The ERP describes how the energy transformation that sustains our lives and everything we experience requires energy resistance, éR. But also, how excessive éR is the common basis of inflammation, aging, disease, and aging. We show how the cytokine GDF15 is a marker of éR, drawing from a database of >50,000 people to provide an initial validation of the model. The ERP draws from the Power law to propose a simple formula, a preliminary quantitative framework to help us think quantitatively about how energetic processes and substrates interact with the flux of electrons through mitochondria and the rest of our biological circuitry, to produce variable levels of éR that is sensed by the organism and shape our health.
The MitoBrainMap v1.0 is a systematic description of mitochondrial quantity and diversity across the human brain, and between different brain cell types. Its predictive algorithm provides a brain-wide probabilistic map of molecular and enzymatic mitochondrial features in the standard neuroimaging space used around the world.
This study provided the first physical evidence that mitochondria exchange information with one another. The alignment of cristae (the inner membrane allowing mitochondria to respire) across energized mitochondria suggests the existence of invisible field(s) organizing the biophysical structures within and across the mitochondrial collective.
Inspired to understand why some people age faster and others more slowly, we turned to the heterogeneity of hair greying. We then serendipitously discovered that hair greying is reversible, and that grey hairs exhibit a signature of mitochondrial recalibration, linking life stress, energy metabolism, and hair greying for the first time.
The Cellular Lifespan Study examined cellular energetics and aging trajectories over up to nine months in culture. This study showed that 1) mitochondrial oxidative phosphorylation (OxPhos) defects cause hypermetabolism (increase the cost of living), 2) OxPhos defects accelerate cellular aging (telomere shortening and epigenetic clocks), 3) fragments of the mitochondrial genome are spontaneously inserted de novo into the nuclear genome over the course of the cellular lifespan (Zhou et al. Plos Biol 2023), and 4) as cells age and activate senescence stress responses, they consume more, not less energy. Similar studies in this system revealed similar hypermetabolic and accelerated aging effects of chronic glucocorticoid signaling (Bobba-Alves et al, PNEC 2023).
The Mitochondrial Health Index (MHI) study was the first to document a directional link between mood and mitochondrial energy transformation capacity in immune cells. We have since learnt how different immune cells have unique mitochondria (Rausser et al. eLife 2021). This first-generation laboratory tool to quantify mitochondrial energy transformation capacity evolved into the second-generation Mitochondrial Respiratory Capacity (MRC).

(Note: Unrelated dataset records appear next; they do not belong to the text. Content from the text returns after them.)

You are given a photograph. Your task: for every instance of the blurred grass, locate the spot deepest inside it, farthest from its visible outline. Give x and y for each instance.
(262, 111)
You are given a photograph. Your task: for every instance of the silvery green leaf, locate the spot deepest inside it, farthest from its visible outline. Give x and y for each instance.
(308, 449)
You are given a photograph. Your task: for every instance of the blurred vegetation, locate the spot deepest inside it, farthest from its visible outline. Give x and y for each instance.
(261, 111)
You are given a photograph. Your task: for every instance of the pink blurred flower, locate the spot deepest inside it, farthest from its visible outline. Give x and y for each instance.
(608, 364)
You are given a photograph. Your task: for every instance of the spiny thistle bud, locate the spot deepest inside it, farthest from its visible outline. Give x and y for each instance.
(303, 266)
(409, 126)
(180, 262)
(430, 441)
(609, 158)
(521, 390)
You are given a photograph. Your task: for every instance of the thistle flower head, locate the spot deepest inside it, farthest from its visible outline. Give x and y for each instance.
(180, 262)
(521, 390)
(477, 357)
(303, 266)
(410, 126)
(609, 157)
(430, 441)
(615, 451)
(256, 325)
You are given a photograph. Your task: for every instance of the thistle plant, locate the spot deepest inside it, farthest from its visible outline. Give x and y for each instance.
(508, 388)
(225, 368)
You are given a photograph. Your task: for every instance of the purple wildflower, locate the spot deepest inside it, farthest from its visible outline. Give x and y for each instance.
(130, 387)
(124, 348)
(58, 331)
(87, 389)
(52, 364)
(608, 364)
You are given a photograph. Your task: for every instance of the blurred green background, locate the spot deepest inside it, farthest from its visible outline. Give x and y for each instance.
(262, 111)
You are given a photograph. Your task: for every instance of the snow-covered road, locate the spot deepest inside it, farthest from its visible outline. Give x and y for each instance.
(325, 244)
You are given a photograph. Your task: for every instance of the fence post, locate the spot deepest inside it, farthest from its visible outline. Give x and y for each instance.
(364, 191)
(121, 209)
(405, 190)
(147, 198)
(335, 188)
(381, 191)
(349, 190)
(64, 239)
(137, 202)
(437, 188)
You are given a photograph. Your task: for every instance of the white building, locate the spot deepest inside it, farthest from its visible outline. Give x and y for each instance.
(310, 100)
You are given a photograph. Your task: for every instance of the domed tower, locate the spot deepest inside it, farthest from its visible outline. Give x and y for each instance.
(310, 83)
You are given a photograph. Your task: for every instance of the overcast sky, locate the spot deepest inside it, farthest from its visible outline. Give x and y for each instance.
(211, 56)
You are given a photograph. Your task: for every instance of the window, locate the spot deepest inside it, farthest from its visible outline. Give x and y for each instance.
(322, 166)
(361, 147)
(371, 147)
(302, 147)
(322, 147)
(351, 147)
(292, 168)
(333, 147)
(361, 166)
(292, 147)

Here we showed that the biology of brain mitochondria (specifically, mitochondrial electron transport chain complex I) is associated with positive and negative psychosocial factors. In single nucleus RNA sequencing data, the strongest associations emerged in glial cells, not in neurons, suggesting new avenues for understanding the basis of human experiences beyond classic neuron-centric models.
The Mitochondrial Stress, Brain Imaging, and Epigenetics (MiSBIE) study is a deep-phenotyping study of individuals with a wide spectrum of mitochondrial health. Data from MiSBIE have led to several discoveries around the mind-mitochondria connection, the role of mitochondria in shaping stress responses, and defined the novel status of “stress hormones” for the classic metabolic cytokines/metabokines FGF21 (Kurade et al. Nat Metab 2025) and GDF15 (Huang et al. Mol Genet Metab 2025).